My understanding is that to generate new data in RBM I would need to pass in real data. Is there a way to get generated data without real data? Like how VAE and GAN samples latent variable from prior distribution to generate data.
If so, in the case of labeled dataset like MNIST, how can I generate data from a specific class? Do I need to train 10 different RBM models for each digit?
My understanding is that to generate new data in RBM I would need to pass in real data. Is there a way to get generated data without real data? Like how VAE and GAN samples latent variable from prior distribution to generate data.
Yes, of course. This is actually the process that is happening in the negative phase of the training. You're sampling from a joint distribution, therefore letting the network "dream" of what it has been trained for. I guess this depends on your implementation, but I've been able to do that by initializing inputs as zeros and running Gibbs sampling for a few iterations. The result, as I interpret it, is that I should see "number-looking things" in the visible nodes, not necessarily numbers from your dataset.

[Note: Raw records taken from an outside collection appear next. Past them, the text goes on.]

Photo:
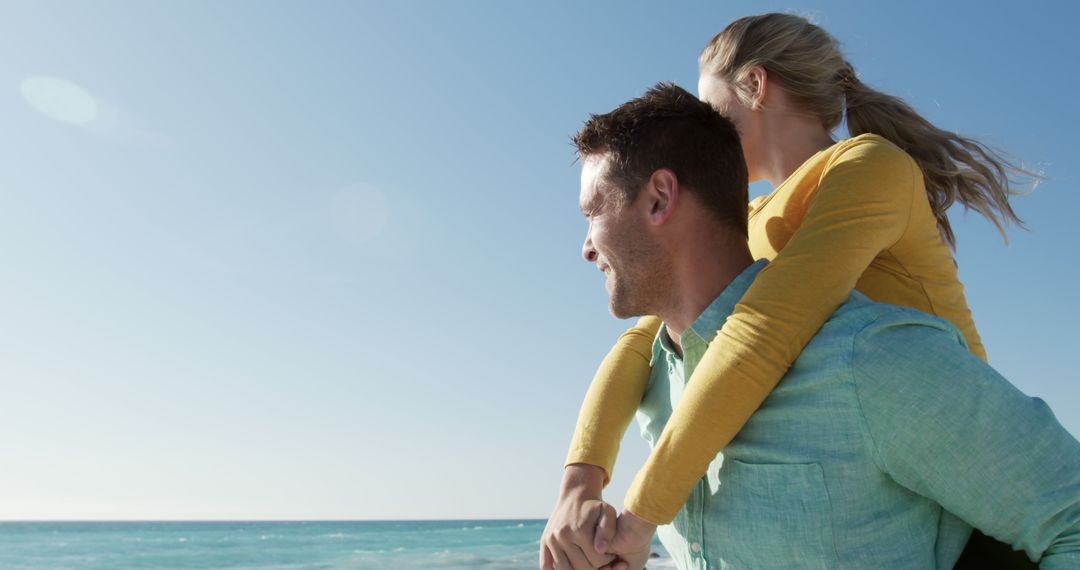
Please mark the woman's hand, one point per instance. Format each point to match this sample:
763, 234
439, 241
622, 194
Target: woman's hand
632, 542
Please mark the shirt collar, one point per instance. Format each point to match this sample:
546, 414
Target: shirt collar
714, 315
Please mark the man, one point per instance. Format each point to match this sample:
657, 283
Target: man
883, 445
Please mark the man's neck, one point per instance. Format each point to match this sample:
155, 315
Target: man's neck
701, 275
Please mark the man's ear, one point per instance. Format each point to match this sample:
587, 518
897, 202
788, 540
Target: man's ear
662, 195
757, 82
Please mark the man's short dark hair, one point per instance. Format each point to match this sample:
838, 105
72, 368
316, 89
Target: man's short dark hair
669, 127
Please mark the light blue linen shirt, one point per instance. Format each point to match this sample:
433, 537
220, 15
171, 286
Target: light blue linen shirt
880, 448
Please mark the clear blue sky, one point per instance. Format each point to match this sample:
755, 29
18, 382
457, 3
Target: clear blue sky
322, 260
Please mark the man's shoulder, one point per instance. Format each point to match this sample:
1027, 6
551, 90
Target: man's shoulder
867, 321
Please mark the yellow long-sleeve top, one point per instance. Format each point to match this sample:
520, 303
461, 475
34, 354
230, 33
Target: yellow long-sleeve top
854, 216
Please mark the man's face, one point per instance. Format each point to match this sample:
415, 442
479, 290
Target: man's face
620, 244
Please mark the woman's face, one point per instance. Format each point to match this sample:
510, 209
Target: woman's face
718, 93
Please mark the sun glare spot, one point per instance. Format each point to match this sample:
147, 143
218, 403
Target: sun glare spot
59, 99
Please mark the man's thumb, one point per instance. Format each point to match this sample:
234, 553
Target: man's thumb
605, 528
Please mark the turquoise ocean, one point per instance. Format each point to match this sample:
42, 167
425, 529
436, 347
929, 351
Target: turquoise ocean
300, 545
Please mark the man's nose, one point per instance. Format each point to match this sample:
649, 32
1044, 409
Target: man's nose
588, 252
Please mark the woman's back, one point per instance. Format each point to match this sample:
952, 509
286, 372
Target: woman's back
916, 270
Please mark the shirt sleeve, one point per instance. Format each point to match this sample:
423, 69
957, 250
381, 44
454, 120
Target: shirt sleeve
612, 398
949, 428
862, 206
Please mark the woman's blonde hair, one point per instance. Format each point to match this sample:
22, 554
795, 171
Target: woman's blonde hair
807, 62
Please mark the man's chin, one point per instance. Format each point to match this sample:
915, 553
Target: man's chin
621, 311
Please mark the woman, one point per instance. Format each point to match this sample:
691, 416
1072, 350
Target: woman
866, 214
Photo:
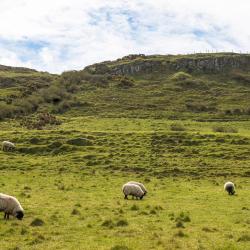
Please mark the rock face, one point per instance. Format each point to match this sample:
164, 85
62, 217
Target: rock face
204, 63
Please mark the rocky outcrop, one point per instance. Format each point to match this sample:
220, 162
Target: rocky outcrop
203, 63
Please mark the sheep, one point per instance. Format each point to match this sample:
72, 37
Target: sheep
8, 146
132, 189
229, 187
139, 184
10, 206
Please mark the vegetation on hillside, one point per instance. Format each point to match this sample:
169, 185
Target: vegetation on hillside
81, 135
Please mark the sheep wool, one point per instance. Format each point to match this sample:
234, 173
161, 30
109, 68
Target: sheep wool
133, 190
10, 206
139, 184
8, 146
229, 187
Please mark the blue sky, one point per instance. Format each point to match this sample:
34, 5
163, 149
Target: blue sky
62, 35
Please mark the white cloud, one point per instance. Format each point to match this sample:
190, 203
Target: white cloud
61, 35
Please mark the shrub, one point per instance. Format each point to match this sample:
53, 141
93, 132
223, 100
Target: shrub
244, 237
108, 223
122, 223
37, 223
223, 129
75, 212
180, 76
119, 247
134, 207
177, 127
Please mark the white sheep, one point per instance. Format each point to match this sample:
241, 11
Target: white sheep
10, 206
8, 146
133, 190
229, 187
139, 184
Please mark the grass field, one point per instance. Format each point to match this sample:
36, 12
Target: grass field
69, 177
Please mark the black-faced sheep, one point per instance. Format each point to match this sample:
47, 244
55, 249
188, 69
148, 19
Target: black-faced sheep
229, 187
139, 184
10, 206
133, 190
8, 146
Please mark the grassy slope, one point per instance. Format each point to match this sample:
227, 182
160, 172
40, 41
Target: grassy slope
184, 171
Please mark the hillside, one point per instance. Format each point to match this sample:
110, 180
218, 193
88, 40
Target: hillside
179, 124
214, 86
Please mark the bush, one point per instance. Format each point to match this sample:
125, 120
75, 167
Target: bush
122, 223
180, 76
177, 127
223, 129
37, 222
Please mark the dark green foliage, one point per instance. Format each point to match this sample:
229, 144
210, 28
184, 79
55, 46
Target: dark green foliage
245, 237
122, 223
80, 142
180, 76
119, 247
108, 224
37, 223
227, 129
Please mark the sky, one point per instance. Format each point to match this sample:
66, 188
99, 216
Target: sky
62, 35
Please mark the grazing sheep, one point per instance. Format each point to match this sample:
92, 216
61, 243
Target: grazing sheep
139, 184
132, 189
8, 146
10, 206
229, 187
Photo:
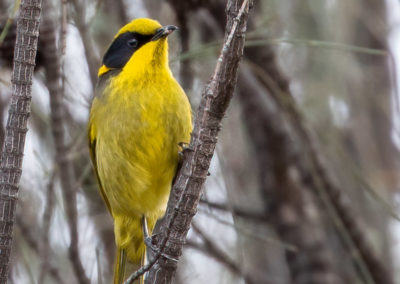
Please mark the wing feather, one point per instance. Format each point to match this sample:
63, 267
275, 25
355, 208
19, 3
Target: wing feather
92, 150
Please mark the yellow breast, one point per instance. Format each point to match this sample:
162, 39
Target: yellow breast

This is an example I like, trained on MNIST, and sampled without any nodes clamped:
To your second question:
If so, in the case of labeled dataset like MNIST, how can I generate data from a specific class? Do I need to train 10 different RBM models for each digit?
What you can do when using labeled data is to use your labels as additional visible nodes. Check "Training Restricted Boltzmann Machines: An Introduction" Figure 2.
Also, for both these cases I'm thinking that using other sampling techniques that gradually lower the sampling temperature (e.g. Simulated Annealing) , will give you better results.